The average industrial wage doubled between 1966 and 1973 and the average agricultural wage did likewise in an even shorter period of time.
Between 1969 and 1973 the number of cars on the road jumped from 315,000 to 477,000 and in 1971 the Census registered the first rise in population since independence. The number of TV sets in the country quintupled in 10 years, the number of university graduates doubled after free secondary education was introduced.
Vincent O'Brien's Classic triumphs with horses bearing the colours of a string of American millionaires, Raymond Guest, Robert Sangster, John Galbreath, Alice du Pont Mills and Ogden Phipps, seemed thoroughly in tune with the times. It was no coincidence that the politician who sometimes seemed the very embodiment of the zeitgeist, Lemass's Minister for Finance and son-in-law Charles Haughey, was also a racehorse owner.
The new bullish confidence of a business community liberated from the dead hand of economic protectionism was symbolised in sporting terms by the corporate sponsorship which enabled the luring of top class fields to the Carrolls International golf tournament. It ran from 1963 to 1974 before morphing into the Irish Open and local hero Christy O'Connor won it four times, his eagle-birdie-eagle finish to snatch victory at Royal Dublin in 1966 one of the moments of the decade.

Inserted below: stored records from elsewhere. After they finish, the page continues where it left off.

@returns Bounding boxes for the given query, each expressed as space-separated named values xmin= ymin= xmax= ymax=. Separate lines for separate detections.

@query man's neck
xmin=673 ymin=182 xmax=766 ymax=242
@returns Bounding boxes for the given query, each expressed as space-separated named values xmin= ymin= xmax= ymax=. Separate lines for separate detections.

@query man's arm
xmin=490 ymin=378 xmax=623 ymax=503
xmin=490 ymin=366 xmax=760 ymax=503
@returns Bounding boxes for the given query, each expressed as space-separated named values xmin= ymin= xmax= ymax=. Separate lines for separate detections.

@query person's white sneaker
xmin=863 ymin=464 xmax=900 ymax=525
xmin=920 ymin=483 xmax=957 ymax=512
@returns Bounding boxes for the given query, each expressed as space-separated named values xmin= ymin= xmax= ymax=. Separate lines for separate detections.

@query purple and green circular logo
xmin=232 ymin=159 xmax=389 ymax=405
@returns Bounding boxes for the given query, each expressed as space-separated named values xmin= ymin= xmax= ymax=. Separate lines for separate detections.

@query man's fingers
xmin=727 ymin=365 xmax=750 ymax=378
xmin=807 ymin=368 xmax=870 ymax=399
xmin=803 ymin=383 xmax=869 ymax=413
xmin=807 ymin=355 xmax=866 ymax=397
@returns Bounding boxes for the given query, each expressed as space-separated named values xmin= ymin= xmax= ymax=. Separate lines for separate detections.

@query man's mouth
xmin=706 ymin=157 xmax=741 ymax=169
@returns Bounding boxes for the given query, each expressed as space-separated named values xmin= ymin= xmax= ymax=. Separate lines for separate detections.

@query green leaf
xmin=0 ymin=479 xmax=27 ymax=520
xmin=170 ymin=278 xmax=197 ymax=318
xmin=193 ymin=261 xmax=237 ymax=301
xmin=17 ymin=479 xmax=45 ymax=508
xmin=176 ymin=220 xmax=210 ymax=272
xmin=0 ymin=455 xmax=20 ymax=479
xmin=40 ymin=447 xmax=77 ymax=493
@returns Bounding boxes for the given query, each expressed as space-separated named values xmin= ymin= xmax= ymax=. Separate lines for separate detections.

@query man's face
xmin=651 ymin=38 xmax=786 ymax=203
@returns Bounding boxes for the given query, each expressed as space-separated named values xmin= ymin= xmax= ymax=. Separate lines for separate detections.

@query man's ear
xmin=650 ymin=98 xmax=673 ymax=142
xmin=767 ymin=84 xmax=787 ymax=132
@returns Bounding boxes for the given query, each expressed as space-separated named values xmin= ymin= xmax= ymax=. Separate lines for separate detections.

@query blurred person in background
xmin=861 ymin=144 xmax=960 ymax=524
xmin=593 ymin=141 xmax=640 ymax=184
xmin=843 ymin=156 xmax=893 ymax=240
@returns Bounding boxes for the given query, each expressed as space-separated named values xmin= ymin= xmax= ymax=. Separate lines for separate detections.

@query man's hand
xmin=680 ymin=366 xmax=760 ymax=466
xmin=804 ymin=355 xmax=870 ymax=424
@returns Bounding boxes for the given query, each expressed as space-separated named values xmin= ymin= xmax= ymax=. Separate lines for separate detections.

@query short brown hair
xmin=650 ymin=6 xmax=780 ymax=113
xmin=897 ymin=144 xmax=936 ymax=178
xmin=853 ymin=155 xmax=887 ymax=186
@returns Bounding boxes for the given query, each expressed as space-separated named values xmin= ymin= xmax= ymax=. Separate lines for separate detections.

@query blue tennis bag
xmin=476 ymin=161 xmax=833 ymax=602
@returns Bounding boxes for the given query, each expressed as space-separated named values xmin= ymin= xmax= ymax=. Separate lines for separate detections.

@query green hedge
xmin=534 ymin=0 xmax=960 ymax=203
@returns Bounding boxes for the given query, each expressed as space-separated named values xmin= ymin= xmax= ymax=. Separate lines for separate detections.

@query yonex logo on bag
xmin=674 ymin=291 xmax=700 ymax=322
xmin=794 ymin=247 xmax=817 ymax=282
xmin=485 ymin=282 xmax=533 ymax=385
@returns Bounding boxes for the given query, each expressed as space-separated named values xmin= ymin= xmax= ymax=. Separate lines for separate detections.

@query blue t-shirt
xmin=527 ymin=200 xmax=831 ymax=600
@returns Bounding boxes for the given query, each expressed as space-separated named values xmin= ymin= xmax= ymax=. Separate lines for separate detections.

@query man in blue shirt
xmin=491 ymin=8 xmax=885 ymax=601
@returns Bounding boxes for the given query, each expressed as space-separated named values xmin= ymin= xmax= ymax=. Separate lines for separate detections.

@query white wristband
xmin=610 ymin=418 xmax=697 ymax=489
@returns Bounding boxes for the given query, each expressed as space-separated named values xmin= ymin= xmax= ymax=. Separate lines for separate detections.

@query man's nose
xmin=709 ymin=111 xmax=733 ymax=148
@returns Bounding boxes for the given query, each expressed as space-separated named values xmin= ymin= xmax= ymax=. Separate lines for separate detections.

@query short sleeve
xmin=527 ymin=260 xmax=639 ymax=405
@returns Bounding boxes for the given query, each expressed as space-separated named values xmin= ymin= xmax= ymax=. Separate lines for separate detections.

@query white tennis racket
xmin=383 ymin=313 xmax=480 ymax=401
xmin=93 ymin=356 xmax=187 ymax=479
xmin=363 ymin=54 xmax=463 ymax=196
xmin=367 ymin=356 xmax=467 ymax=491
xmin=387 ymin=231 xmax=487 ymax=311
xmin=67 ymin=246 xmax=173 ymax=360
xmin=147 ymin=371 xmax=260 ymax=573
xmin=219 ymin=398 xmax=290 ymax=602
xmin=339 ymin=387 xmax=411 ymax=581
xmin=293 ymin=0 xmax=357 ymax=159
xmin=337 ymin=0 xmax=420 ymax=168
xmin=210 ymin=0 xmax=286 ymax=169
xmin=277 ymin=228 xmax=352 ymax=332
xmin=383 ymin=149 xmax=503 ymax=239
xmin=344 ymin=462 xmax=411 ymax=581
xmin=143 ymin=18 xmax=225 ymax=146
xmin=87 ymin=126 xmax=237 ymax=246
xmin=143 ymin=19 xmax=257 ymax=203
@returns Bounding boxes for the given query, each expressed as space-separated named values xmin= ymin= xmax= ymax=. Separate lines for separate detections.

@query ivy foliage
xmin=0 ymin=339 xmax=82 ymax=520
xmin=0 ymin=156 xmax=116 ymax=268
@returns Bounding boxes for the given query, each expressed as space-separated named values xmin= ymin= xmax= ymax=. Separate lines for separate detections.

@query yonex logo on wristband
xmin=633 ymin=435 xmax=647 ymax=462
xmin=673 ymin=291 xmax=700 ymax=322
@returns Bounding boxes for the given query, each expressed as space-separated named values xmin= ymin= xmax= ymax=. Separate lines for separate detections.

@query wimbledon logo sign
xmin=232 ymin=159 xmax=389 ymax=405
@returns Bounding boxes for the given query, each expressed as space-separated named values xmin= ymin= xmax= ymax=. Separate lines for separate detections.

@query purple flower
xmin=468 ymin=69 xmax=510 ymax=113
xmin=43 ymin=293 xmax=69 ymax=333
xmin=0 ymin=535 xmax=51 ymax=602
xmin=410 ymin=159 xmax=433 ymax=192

There was a new spirit in the air. The poet John Montague wrote: "Puritan Ireland's dead and gone, a myth of O'Connor and O'Faolain."
It was this very optimistic 60s spirit which prompted the Civil Rights Movement in Northern Ireland to protest against the second class status accorded to Catholics. The violent reaction of a segment of Unionism followed by the armed campaigns of Republican and Loyalist paramilitaries saw horror upon horror perpetrated in the North, while the Republic did not escape unscathed either. During its first few years the conflict overshadowed everything else on the island.
There were repercussions for sport. When George Best had starred in the 1968 European Cup Final for Manchester United, everyone had rejoiced. But a mere four years later he withdrew from the Northern Ireland team to face Spain at Windsor Park because of IRA death threats. There is perhaps too little account taken of how badly affected a psychologically fragile character like Best must have been by the disintegration of his native land.
It (1972) was also the year that Scotland and Wales refused to travel to Dublin in the Five Nations championship for security reasons. Ireland beat both France and England away and had beaten both Scotland and Wales on their previous two visits to Lansdowne Road so they were probably denied a Grand Slam. It hardly seemed to matter.
What did matter was that, in a remarkable gesture of solidarity, England came over to play the following year.
"We might not be very good but at least we turn up," said their captain John Pullin after the Irish victory.
And it was the year of the Munich Olympics. When Belfast's Mary Peters won a remarkable gold in the pentathlon, she too was threatened with death should she return to her native city. Her response was, "Bollocks, I'm going straight to Belfast," and she went through the streets in an open-backed lorry with crowds celebrating in the streets.
Even at the worst of times sport could still bring out the best in people.